Was Joe Biden als Präsident anders machen würde

US-Präsident Trump hat internationale Verträge gekündigt, Verbündete verprellt und den Vorteil des eigenen Landes zur Maxime gemacht. Sollte es zu einem Machtwechsel in den USA kommen, wird ein radikaler Kurswechsel erwartet. Alles würde Demokrat Joe Biden aber nicht anders machen.

Vier Jahre lang hat US-Präsident Donald Trump mit seinem „America first“ die Weltordnung durcheinandergewirbelt. Nun deutet vieles auf eine Ablösung durch Joe Biden hin. Viele Verbündete erhoffen sich von dem 77-Jährigen einen radikalen Kurswechsel: eine US-Außenpolitik, die wieder auf internationale Verträge setzt und auf Zusammenarbeit statt Twitter-Tiraden, wirtschaftlichen Druck und Sanktionen.
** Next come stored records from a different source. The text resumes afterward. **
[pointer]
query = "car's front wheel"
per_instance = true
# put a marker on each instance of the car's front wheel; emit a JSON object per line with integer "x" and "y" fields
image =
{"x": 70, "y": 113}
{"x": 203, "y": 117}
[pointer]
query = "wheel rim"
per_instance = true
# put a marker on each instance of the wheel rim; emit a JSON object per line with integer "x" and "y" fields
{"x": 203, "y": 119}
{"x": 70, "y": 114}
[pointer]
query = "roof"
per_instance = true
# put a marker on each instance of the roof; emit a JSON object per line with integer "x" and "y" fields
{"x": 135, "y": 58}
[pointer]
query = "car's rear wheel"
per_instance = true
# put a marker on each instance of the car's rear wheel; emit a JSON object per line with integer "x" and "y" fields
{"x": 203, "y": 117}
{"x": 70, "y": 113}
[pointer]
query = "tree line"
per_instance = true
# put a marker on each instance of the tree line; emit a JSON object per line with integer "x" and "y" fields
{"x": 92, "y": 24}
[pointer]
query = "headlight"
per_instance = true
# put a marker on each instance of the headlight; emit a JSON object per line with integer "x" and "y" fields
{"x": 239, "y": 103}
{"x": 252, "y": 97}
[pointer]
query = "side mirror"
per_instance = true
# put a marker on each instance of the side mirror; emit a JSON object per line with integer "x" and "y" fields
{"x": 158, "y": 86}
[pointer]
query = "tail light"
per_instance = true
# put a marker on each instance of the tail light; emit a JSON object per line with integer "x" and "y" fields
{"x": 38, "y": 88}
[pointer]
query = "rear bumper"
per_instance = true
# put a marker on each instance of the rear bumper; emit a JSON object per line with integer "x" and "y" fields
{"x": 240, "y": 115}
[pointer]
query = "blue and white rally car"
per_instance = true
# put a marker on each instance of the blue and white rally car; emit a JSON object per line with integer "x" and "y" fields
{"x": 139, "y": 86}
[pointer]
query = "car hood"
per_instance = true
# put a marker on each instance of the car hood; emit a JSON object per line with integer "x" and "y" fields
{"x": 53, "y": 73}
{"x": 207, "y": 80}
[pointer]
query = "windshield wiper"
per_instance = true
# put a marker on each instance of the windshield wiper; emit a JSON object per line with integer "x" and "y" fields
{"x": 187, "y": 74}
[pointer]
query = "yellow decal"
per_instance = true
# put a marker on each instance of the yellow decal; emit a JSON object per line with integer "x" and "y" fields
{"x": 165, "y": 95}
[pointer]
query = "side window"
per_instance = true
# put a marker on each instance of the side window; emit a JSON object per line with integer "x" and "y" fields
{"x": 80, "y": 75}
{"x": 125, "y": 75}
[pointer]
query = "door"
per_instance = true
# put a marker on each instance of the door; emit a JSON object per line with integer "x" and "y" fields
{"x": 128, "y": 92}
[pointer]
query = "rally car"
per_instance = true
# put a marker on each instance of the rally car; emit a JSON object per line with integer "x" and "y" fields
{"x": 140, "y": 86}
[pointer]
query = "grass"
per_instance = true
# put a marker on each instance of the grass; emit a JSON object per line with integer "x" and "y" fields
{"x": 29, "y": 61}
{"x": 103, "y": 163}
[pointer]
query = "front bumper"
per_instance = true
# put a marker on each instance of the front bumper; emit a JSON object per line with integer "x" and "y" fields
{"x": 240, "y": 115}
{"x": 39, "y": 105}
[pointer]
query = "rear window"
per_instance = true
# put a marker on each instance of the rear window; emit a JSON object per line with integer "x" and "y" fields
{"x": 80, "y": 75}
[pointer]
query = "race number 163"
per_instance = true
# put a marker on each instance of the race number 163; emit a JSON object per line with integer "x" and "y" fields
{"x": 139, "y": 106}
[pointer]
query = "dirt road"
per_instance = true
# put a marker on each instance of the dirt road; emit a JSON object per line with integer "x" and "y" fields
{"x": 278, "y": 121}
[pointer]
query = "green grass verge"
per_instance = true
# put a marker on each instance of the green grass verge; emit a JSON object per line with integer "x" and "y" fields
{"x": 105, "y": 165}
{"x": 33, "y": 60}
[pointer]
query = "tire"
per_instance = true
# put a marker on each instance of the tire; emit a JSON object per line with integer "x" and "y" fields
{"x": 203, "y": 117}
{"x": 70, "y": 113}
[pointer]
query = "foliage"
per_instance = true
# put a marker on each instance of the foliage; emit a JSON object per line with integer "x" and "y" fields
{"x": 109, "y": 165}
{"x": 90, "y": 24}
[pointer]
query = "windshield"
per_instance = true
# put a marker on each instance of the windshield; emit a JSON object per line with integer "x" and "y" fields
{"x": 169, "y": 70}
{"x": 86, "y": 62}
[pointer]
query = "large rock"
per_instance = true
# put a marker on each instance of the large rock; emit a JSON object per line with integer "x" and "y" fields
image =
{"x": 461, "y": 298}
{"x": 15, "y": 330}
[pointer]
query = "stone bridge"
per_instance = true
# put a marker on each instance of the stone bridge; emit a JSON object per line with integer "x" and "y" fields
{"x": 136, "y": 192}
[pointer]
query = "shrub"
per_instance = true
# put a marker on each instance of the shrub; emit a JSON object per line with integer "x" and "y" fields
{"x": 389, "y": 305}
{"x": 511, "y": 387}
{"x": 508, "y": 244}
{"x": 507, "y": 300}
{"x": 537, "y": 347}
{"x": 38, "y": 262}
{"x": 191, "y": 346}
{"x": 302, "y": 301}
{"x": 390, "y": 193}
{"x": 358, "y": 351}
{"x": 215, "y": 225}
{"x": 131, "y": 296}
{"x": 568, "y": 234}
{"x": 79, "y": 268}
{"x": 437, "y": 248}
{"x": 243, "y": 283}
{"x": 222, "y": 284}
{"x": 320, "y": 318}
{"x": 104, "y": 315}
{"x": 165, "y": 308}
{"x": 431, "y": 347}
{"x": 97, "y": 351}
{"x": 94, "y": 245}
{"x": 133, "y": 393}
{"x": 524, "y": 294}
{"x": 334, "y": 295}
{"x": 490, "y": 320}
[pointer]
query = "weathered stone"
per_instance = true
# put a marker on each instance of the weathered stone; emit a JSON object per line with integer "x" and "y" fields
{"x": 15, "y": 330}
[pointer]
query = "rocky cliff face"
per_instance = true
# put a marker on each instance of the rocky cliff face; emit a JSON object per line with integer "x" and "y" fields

Biden sagte noch vor der Wahl: „Das Erste, was ich tun muss, und ich scherze nicht: Wenn ich gewählt werde, muss ich mit den Staatschefs telefonieren und sagen, dass Amerika zurück ist, Sie können auf uns zählen.“ Allerdings würde er wohl auch nicht alles anders machen als sein Vorgänger.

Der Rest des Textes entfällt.